Trump's bluster and political showmanship are proven to work, as his huge lead in the GOP presidential primary shows. But events behind the big wooden door of the courtroom, where a grim-faced former president spent the day, could not have created a greater contrast and spelled out a warning that he won't be able to dismiss his election year criminal trials with the theatrics in which he is so skilled. Trump can boast about his wealth and real estate portfolio outside, but in Engoron's courtroom, a Trump Tower triplex of 10,996 square feet is just that. It cannot magically transform into one of 33,000 square feet, as James' suit claims it did under Trump's assessments of his property and ultimately net worth. Engoron wrote in his summary judgment that this single act alone resulted in an overvaluation of between $114 to $207 million.

The judge coined a phrase specific to this case that also sums up Trump's unique political method and how it may founder against the more stringent evidentiary standards of the law. Engoron wrote last week that arguments made by his lawyers came out of "a fantasy world, not the real world."

A warning sign for the former president

Trump's fantasies have not been confined to real estate. This is, after all, an ex-president who is documented to have lied thousands of times in office and who still insists -- despite the testimony of his own former Justice Department, multiple court losses, and vote recounts and audits -- that he was cheated out of office by a massive ballot fraud operation run by Democrats in 2020.

The standard of proof is far lower in a civil court than a criminal one, but the juxtaposition of Trump's claims and the allegations against him in his criminal cases may come across as even more stark next year when several are expected to unfold in the heat of the presidential campaign.
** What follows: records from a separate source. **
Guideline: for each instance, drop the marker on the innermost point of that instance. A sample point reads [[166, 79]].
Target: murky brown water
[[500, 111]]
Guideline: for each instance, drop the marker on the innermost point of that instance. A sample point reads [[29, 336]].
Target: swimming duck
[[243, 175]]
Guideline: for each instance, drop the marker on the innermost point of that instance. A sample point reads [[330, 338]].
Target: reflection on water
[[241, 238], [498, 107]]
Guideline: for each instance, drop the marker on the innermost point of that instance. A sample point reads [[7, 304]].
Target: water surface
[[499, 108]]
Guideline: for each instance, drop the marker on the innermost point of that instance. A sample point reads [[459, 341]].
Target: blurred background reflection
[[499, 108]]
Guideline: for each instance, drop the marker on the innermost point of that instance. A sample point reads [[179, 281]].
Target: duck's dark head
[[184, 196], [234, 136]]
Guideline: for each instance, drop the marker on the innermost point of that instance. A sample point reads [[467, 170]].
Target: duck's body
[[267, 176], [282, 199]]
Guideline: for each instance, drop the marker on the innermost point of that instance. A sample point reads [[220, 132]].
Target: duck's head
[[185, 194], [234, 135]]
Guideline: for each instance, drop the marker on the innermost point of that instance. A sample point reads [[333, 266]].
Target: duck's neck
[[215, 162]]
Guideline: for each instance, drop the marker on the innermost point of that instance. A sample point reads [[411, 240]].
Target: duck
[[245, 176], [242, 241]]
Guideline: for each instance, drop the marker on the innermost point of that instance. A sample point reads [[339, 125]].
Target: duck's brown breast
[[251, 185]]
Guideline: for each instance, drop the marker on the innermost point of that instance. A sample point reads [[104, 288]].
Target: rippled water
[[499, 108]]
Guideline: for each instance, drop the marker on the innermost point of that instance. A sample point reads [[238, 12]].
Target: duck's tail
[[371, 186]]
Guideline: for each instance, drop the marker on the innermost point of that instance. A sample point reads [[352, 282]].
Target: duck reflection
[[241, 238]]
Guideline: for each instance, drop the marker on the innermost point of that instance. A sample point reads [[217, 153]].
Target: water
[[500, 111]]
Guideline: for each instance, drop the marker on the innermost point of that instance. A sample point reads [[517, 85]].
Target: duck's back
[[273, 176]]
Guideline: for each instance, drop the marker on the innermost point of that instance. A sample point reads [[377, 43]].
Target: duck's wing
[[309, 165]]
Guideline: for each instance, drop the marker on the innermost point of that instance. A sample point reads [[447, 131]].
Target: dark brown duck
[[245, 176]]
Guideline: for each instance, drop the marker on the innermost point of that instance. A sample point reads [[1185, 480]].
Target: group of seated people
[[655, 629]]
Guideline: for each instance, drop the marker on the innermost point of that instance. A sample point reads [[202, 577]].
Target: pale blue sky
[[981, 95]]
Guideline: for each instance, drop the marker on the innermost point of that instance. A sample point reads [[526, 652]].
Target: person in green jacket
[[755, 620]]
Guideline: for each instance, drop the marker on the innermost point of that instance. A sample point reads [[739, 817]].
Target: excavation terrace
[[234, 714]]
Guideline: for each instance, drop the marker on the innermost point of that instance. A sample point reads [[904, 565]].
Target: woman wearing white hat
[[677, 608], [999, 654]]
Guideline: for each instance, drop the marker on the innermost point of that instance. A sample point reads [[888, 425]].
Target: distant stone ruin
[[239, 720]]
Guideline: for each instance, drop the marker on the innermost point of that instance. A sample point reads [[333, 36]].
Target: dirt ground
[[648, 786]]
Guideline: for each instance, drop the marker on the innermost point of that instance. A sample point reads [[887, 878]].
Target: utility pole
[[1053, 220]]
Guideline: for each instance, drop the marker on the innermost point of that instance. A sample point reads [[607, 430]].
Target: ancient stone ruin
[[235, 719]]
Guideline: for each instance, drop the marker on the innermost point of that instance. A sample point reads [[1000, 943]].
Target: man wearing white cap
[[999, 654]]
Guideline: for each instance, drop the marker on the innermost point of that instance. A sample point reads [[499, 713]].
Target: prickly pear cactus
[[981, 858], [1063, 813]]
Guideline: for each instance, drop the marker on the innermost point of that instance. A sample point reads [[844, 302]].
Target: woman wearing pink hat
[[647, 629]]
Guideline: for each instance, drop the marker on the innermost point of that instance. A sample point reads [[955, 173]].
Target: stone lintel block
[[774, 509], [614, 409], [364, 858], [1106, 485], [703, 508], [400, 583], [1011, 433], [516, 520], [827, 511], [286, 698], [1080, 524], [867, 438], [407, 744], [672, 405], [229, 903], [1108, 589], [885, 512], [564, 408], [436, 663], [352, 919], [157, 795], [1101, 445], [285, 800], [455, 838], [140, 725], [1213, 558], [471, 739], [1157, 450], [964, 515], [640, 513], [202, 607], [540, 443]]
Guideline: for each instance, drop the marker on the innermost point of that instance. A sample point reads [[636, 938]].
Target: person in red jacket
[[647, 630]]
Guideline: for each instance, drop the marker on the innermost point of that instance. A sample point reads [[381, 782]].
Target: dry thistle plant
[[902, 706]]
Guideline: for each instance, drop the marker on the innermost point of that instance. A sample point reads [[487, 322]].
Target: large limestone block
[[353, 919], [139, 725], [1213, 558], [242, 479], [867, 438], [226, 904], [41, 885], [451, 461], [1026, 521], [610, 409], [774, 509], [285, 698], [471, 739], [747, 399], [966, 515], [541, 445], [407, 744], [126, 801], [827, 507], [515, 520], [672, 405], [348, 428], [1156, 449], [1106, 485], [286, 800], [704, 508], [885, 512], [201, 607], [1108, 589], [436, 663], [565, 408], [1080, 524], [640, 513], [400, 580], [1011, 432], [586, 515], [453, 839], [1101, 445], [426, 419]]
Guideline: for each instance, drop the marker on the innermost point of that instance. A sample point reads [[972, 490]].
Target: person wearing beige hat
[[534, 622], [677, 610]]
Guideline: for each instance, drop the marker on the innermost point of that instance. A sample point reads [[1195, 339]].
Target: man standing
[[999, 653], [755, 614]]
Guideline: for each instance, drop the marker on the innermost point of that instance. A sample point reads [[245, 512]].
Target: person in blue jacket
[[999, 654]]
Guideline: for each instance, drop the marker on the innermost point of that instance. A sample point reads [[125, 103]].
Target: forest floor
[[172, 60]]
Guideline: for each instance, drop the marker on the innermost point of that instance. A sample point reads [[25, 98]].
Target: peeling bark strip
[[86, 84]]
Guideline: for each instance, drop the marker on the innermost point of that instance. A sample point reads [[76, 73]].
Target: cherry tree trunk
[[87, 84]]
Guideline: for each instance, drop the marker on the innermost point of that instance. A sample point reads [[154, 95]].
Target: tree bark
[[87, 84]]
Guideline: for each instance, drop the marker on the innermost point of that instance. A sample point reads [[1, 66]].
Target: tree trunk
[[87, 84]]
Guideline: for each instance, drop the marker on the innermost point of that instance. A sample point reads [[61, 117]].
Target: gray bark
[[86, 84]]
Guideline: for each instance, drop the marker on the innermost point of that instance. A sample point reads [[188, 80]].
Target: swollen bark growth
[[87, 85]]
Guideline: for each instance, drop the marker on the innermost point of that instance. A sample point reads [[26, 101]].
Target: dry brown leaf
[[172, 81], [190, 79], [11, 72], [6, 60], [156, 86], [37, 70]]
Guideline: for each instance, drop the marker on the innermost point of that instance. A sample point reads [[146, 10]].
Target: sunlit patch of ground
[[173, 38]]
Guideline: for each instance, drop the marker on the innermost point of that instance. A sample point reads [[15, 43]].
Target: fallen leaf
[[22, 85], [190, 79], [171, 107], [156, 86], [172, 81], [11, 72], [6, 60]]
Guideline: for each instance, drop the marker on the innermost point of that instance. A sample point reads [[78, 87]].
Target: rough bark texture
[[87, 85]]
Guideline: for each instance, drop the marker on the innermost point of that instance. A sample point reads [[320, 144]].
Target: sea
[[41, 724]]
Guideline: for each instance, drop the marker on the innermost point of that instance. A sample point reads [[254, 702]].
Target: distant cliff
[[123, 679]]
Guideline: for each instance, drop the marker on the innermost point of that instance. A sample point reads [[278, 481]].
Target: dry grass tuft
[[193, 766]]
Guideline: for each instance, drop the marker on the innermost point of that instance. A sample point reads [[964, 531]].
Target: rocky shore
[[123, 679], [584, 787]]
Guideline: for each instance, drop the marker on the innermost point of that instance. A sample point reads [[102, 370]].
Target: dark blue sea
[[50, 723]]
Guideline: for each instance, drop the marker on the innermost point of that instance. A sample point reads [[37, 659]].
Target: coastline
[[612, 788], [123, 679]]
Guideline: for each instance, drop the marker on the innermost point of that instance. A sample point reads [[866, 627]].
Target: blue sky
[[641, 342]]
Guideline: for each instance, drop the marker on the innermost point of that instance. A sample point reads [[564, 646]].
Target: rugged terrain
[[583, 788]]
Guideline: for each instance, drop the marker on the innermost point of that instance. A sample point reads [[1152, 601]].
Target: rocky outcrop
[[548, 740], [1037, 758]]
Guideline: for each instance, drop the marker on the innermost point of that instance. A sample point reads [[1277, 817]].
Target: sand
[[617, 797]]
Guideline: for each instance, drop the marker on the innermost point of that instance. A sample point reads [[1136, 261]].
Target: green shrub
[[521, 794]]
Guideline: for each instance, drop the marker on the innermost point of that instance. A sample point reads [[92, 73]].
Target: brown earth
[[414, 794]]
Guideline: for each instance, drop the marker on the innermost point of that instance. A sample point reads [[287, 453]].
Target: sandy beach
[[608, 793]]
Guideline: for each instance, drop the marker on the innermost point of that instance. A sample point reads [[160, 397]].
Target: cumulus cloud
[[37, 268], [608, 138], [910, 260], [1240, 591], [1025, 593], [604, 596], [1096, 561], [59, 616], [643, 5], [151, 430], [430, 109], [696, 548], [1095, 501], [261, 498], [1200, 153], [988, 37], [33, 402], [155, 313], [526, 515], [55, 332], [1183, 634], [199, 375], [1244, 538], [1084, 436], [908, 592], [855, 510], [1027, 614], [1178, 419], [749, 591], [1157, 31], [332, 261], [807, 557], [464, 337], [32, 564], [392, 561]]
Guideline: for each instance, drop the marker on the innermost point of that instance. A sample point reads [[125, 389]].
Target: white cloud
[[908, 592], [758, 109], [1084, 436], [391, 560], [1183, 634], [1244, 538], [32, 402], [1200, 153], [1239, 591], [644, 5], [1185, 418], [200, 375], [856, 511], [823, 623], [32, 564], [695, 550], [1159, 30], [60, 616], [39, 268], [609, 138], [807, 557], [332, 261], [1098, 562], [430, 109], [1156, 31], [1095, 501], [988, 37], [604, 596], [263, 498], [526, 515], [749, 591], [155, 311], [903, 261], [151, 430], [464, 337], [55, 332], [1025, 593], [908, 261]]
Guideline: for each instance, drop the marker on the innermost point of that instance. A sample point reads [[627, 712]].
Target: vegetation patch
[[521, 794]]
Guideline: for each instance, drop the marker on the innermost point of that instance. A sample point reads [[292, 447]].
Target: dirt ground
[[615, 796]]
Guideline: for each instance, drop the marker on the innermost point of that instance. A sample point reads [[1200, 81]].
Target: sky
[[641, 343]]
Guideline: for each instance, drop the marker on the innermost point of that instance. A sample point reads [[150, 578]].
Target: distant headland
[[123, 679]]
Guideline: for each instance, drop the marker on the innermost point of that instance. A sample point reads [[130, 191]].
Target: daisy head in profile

So far, the narrative he's spun about his indictments has helped him politically, boosting his polling and fundraising (although much of that money, at least in the first half of the year, went toward paying his and his associates' legal bills.) But the scenes in court on Monday, in which Trump sat meekly alongside his lawyers, were enough to suggest that the picture of a presidential nominee as a defendant may not be quite so attractive to general election voters as it is to his base.

In this civil case, his lawyer Chris Kise said in his opening statement that his team would refute the claims of inflating the value of his properties, noting that his client had "made a fortune literally about being right about real estate." Habba, meanwhile, clashed with the judge who cited a valuation last week of Trump's resort club at Mar-a-Lago, Florida, at $18 million, claiming it would go for at "least a billion" because of its ties to the former president.

The Trump campaign also distributed clips of James, who accused him in her lawsuit last year of perfecting the "art of the steal" in his real estate business. She ran for office vowing to take on Trump and they accused her of building a political career around prosecuting the former president.

In one campaign video, for instance, James warned that she would challenge Trump, whom she called an "illegitimate president," and slammed his policies on the environment, toward foreign dictators and on transgender rights. The comments by James, who sat behind Trump in court Monday, literally and figuratively looking over his shoulder, have raised the question of whether the ex-president, because of his fame and political profile, has been unfairly targeted among business titans in New York.

But Trump's legal fate in this and all the other cases will not be decided on campaign trails but in courtrooms. Then it will be up to voters to decide what they think of the verdicts.